Франческо Доменико Гверрацци
Беатриче Ченчи
Быль XVI века
Глава I
Франческо Ченчи
Тот, кто сумел бы передать красками группу, ожидавшую Франческо Ченчи в зале его дворца, создал бы что-то, если и не столь прекрасное, как Мадона дела Седжиола Рафаэля, то во всяком случае нечто к ней близкое. Молодая женщина лет двадцати сидела на ступенчатом подоконнике высокого окна, держа на груди ребенка; сзади стоял красивый молодой человек и любовался этою нежною картиной. Его руки, сложенные как для молитвы, точно благодарили Бога за счастье, которое он послал ему. Выражение лица и глаз показывали, что его волновали разом три чувства, делающие из человека что-то почти божественное: сложенные руки возносились к Богу, взгляд, исполненный нежности, обращался к сыну, улыбка – к жене. Молодая женщина, вся поглощенная материнскою заботливостью, не видела этой улыбки. Ребенок казался ангелом с неба, заблудившимся на земле.
В другом конце залы, развалясь на скамье, сидел человек, который как нельзя лучше мог бы служить натурщиком Михель-Анджело. Лицо его едва виднелось из под широких полей остроконечной шляпы. Длинная, седая борода была всклокочена; кожа на лице, подобная той, которую Иеремия оплакивает у детей Сиона, была темна и суха, как внутренность очага. Он был завернуть в широкий плащ; ноги, сложенные одна на другую, обуты в сандалии, какие обыкновенно носили крестьяне из римских деревень. По всем вероятиям он был вооружен, но скрывал оружие, потому что римский двор, после папы Сикста V, был очень строг с теми, кто поступал вопреки запрещению.

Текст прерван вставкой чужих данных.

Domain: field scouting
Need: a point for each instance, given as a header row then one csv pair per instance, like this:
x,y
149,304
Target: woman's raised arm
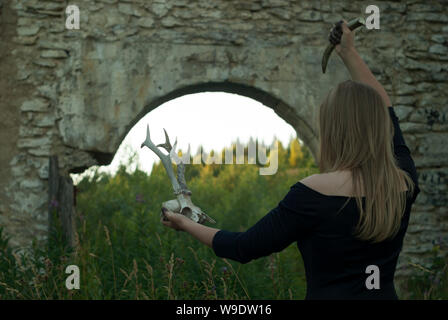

Двое молодых людей ходили по зале то скорыми, то медленными шагами, меняясь словами иногда вслух, а иногда вполголоса. Лицо одного из них было покрыто красными золотушными пятнами; из-за воспаленных век блестели черные зрачки, в которых просвечивалась жестокость, смешанная с чем-то, похожим на безумие. Волосы редкие и торчащие, испорченные зубы, приплюснутый нос и отвисшие щеки придавали ему сходство с легавою собакою. Богатая одежда его была в беспорядке, засохшие губы произносили хриплым голосом гнусные и буйные слова. Так и видно было, что в нем таилось преступление, как вулкан, готовый извергнуться. Другой был бледен и приятной наружности: с густыми, русыми кудрями, с грустным взглядом и медленной речью. Рассеянный, часто вздыхая, он останавливался, вздрагивал, и внутреннее волнение обнаруживалось трепетом верхней губы и дерганьем бакенбардов. В одежде его было изыскано. Увидевший его сразу сказал бы: он вздыхает от любви.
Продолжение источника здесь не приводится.